A Forward Deployed Engineer writes production code inside the customer's environment, including integrations, evaluation harnesses, retrieval pipelines, and agent tool definitions. The Forward Deployed Engineer stays through launch and the first production incidents rather than handing off a specification document to a different team.
What's the difference between a Forward Deployed Engineer and a consultant?
A consultant produces a deliverable, typically a strategy document or a deck, sometimes a working prototype, and then exits. A Forward Deployed Engineer commits code to the customer's repository and continues operating the AI system after launch. The handoff between the two roles is what kills most enterprise AI projects.
Which companies hire Forward Deployed Engineers?
Palantir created the role and still hires the most Forward Deployed Engineers. As of 2026, OpenAI, Anthropic, Google Cloud, Ramp, Mistral, and Cohere also hire them. OpenAI and Anthropic each spun out dedicated FDE entities in May 2026, backed by major private equity sponsors.
How long does an FDE engagement typically last?
Six to twelve months is the common shape of a Forward Deployed Engineer engagement, often followed by a smaller monthly retainer to keep the same engineer available for monitoring, eval drift, incremental shipping, and customer-side change management. Shorter than that and the integration work rarely finishes cleanly.

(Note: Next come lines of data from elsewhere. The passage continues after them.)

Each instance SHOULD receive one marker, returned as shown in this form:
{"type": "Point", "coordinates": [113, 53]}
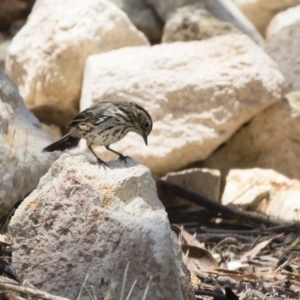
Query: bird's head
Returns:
{"type": "Point", "coordinates": [143, 122]}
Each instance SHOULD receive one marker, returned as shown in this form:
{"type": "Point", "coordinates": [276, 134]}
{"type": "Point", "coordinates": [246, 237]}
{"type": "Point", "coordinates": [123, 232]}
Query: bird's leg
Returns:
{"type": "Point", "coordinates": [121, 156]}
{"type": "Point", "coordinates": [100, 161]}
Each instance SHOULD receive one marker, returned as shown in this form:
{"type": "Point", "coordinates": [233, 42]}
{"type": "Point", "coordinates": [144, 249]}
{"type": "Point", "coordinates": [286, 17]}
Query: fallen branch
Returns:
{"type": "Point", "coordinates": [25, 291]}
{"type": "Point", "coordinates": [213, 205]}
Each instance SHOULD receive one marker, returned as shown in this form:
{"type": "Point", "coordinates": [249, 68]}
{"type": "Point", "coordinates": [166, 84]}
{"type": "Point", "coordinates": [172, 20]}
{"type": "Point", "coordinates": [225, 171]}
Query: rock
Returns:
{"type": "Point", "coordinates": [202, 181]}
{"type": "Point", "coordinates": [261, 12]}
{"type": "Point", "coordinates": [198, 94]}
{"type": "Point", "coordinates": [4, 44]}
{"type": "Point", "coordinates": [83, 219]}
{"type": "Point", "coordinates": [143, 17]}
{"type": "Point", "coordinates": [283, 47]}
{"type": "Point", "coordinates": [222, 9]}
{"type": "Point", "coordinates": [53, 130]}
{"type": "Point", "coordinates": [264, 191]}
{"type": "Point", "coordinates": [150, 16]}
{"type": "Point", "coordinates": [191, 23]}
{"type": "Point", "coordinates": [10, 10]}
{"type": "Point", "coordinates": [270, 141]}
{"type": "Point", "coordinates": [22, 139]}
{"type": "Point", "coordinates": [283, 19]}
{"type": "Point", "coordinates": [47, 57]}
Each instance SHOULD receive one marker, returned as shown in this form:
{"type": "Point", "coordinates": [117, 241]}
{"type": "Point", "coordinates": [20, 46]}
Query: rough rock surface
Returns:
{"type": "Point", "coordinates": [203, 181]}
{"type": "Point", "coordinates": [4, 44]}
{"type": "Point", "coordinates": [261, 12]}
{"type": "Point", "coordinates": [191, 23]}
{"type": "Point", "coordinates": [283, 47]}
{"type": "Point", "coordinates": [10, 10]}
{"type": "Point", "coordinates": [21, 140]}
{"type": "Point", "coordinates": [198, 94]}
{"type": "Point", "coordinates": [283, 19]}
{"type": "Point", "coordinates": [270, 140]}
{"type": "Point", "coordinates": [47, 57]}
{"type": "Point", "coordinates": [83, 219]}
{"type": "Point", "coordinates": [222, 9]}
{"type": "Point", "coordinates": [143, 16]}
{"type": "Point", "coordinates": [265, 191]}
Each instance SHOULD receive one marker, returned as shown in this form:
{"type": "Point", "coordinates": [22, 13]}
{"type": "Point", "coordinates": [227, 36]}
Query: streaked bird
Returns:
{"type": "Point", "coordinates": [103, 124]}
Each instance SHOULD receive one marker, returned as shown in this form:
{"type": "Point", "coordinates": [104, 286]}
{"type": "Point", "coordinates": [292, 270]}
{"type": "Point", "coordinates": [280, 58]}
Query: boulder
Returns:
{"type": "Point", "coordinates": [22, 139]}
{"type": "Point", "coordinates": [143, 16]}
{"type": "Point", "coordinates": [150, 16]}
{"type": "Point", "coordinates": [265, 191]}
{"type": "Point", "coordinates": [191, 23]}
{"type": "Point", "coordinates": [270, 140]}
{"type": "Point", "coordinates": [283, 47]}
{"type": "Point", "coordinates": [88, 220]}
{"type": "Point", "coordinates": [222, 9]}
{"type": "Point", "coordinates": [198, 94]}
{"type": "Point", "coordinates": [10, 10]}
{"type": "Point", "coordinates": [283, 19]}
{"type": "Point", "coordinates": [202, 181]}
{"type": "Point", "coordinates": [261, 12]}
{"type": "Point", "coordinates": [4, 44]}
{"type": "Point", "coordinates": [46, 58]}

When should you hire a Forward Deployed Engineer instead of a consultant?
Hire a Forward Deployed Engineer when the deliverable is a running system, not a recommendation. The model fits especially well for retrieval-augmented generation, agent workflows, eval-driven iteration, and any integration that touches customer data the vendor has never seen. Hire a consultant when the deliverable is a strategy document.